Estas solían ser, con pocas variaciones, las palabras del Presidente de la mesa, antes de que se procediera a dejar a Prometeo Bienloquiero en la tesitura de tomar la decisión de agradecer, sencillamente, la asistencia, y maldecir a los anteriores ponentes por el consumo desvergonzado que habían hecho del tiempo que a él hubiera debido corresponderle. Todo ello, además, después de que cada uno hubiera anunciado que sería breve, debido al corto tiempo disponible.
Prometeo consultó con varios especialistas en comunicación sobre lo que podría hacer en ese caso concreto en el que invariablemente, por ser el último ponente, no se le concedieran más de uno o dos minutos para lanzar su mensaje.
Casi todos se concentraron en proponerle que, antes de la Sesión, pidiese al Presidente y a los demás ponentes que se atuvieran al programa y al horario establecido, y que se enviasen a los retrasados, a punto de cumplirse cada período asignado, mensajes claros de que se fuera terminando la exposición.
-Que les enseñen carteles que avisen que les quedan cinco minutos, dos minutos, y que el tiempo se les acabó.
-Ya, ya -explicaba Prometeo- pero la gente no suele hacer caso, y el Presidente de la mesa no tiene por costumbre estrangular a los conferenciantes. Así que, por buena que sea la intención original, siempre hay alguno que se desmadra en la exposición, y consume su tiempo y otro tanto más, y, como yo soy siempre el último, pues la ponencia que debe ser acortada es la mía.
-¿Y por qué tienes que ser siempre el último? -llegó a preguntarle uno de los expertos, que trabajaba para la conocida multinacional de Speaking up without any Shame, Ltd (SUWAS).
-Es que me corresponde hablar de la experiencia real. Todos los demás son profesores universitarios y, claro, ellos presentan la teoría y yo las aplicaciones -contestaba Prometeo.
Por fortuna, uno de los expertos consultados le dio un consejo que resultó infalible, genial, demoledor.

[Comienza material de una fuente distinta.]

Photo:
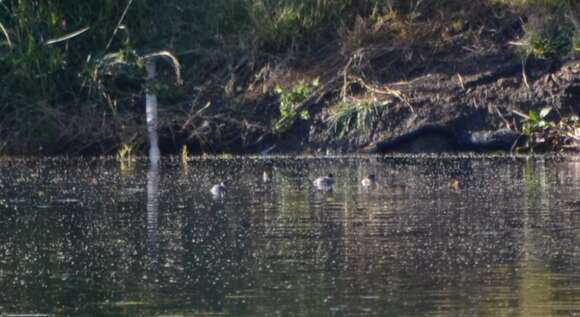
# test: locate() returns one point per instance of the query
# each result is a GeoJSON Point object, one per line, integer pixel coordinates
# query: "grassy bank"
{"type": "Point", "coordinates": [71, 79]}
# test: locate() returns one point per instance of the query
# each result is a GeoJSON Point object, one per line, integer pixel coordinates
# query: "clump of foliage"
{"type": "Point", "coordinates": [545, 134]}
{"type": "Point", "coordinates": [358, 116]}
{"type": "Point", "coordinates": [290, 104]}
{"type": "Point", "coordinates": [554, 41]}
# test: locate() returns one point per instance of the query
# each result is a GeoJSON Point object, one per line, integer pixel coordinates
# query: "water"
{"type": "Point", "coordinates": [93, 238]}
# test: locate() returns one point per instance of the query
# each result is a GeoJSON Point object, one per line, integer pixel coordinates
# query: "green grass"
{"type": "Point", "coordinates": [356, 117]}
{"type": "Point", "coordinates": [59, 57]}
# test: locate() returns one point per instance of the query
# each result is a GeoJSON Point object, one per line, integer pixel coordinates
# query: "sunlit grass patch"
{"type": "Point", "coordinates": [359, 116]}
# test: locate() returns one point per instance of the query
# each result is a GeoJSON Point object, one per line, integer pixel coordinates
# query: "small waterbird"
{"type": "Point", "coordinates": [324, 182]}
{"type": "Point", "coordinates": [219, 190]}
{"type": "Point", "coordinates": [267, 177]}
{"type": "Point", "coordinates": [369, 181]}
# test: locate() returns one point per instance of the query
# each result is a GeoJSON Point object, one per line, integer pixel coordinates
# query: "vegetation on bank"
{"type": "Point", "coordinates": [71, 79]}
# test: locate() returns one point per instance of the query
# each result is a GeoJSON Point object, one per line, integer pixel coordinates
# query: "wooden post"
{"type": "Point", "coordinates": [151, 112]}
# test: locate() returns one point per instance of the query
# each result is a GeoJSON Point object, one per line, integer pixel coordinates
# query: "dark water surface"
{"type": "Point", "coordinates": [92, 238]}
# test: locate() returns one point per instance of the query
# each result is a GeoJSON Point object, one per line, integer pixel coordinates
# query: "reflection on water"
{"type": "Point", "coordinates": [437, 237]}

Ya que no podía evitar el que su tiempo fuera consumido por los antecesores en el orden de ponencias, si podía conseguir que nadie les hiciera ningún caso, y que lo que él dijera fuera recordado indefectiblemente.
En las próximas jornadas, Prometeo Bienloquiero asistió a los Congresos en los que era invitado como último ponente vestido de la forma más estrafalaria posible. Unas veces de payaso, otras de tenista travestido, algunas de falso obispo luterano, otras con la careta de capitán Acab y un globo de Mobby Dick.

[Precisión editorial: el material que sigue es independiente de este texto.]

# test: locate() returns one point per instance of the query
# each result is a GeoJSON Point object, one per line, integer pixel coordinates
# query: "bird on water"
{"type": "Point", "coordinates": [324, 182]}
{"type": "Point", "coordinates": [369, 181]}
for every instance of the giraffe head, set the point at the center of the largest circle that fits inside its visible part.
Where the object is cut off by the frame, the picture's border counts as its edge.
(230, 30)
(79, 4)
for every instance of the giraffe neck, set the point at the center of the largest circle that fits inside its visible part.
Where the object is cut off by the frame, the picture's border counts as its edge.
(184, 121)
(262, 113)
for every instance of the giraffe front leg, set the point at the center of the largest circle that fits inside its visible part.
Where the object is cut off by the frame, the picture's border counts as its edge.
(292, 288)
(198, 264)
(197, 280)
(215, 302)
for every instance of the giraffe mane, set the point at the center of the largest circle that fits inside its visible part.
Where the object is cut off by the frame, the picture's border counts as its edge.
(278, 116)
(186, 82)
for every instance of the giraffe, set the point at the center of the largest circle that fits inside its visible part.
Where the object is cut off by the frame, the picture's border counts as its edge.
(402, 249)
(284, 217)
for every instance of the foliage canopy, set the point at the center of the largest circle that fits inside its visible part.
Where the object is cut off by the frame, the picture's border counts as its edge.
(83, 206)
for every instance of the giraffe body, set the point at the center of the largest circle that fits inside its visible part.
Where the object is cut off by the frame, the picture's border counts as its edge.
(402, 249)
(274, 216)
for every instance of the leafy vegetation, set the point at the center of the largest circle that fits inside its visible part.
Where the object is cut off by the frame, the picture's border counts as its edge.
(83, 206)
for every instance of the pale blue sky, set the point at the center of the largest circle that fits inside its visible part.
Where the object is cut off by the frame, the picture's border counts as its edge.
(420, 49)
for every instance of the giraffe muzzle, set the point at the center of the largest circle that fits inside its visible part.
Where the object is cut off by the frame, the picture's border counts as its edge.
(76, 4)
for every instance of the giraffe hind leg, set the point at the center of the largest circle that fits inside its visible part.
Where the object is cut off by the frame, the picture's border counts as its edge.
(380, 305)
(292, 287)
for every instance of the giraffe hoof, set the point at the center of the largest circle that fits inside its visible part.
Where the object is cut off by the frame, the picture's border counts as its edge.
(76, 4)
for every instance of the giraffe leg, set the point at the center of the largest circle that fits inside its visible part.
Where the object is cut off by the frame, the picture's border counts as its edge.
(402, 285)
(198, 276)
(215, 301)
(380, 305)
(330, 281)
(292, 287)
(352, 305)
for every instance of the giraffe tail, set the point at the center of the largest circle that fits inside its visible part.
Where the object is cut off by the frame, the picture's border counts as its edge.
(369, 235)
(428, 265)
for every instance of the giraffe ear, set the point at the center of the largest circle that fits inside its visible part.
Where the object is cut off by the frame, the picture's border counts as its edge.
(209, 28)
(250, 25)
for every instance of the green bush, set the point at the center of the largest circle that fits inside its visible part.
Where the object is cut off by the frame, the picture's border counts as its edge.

Cuando, finalmente, le llegaba el turno de hablar, no importaba que tuviera solo dos minutos. La tensión que había concentrado sobre él era prácticamente ya insostenible.
Entonces, parsimoniosamente, se levantaba de su asiento en la mesa de conferenciantes, se encaminaba hacia el atril, comprobaba seriamente que el micrófono funcionaba, y se marchaba por la puerta, dejando a todo el mundo boquiabierto.
Lleva ya varias Jornadas en las que le invitan a hablar el primero, se explaya como le da la gana, repitiendo cuando le parece bien que está a punto de terminar, expone sus conclusiones, hace propaganda de su empresa y de sí mismo y, después de los aplausos que cosecha, los profesores se pelean por utilizar el tiempo restante.
Lo que ya no puede asegurar es que el panorama se mantenga. Pero, ¿y lo que se está divirtiendo?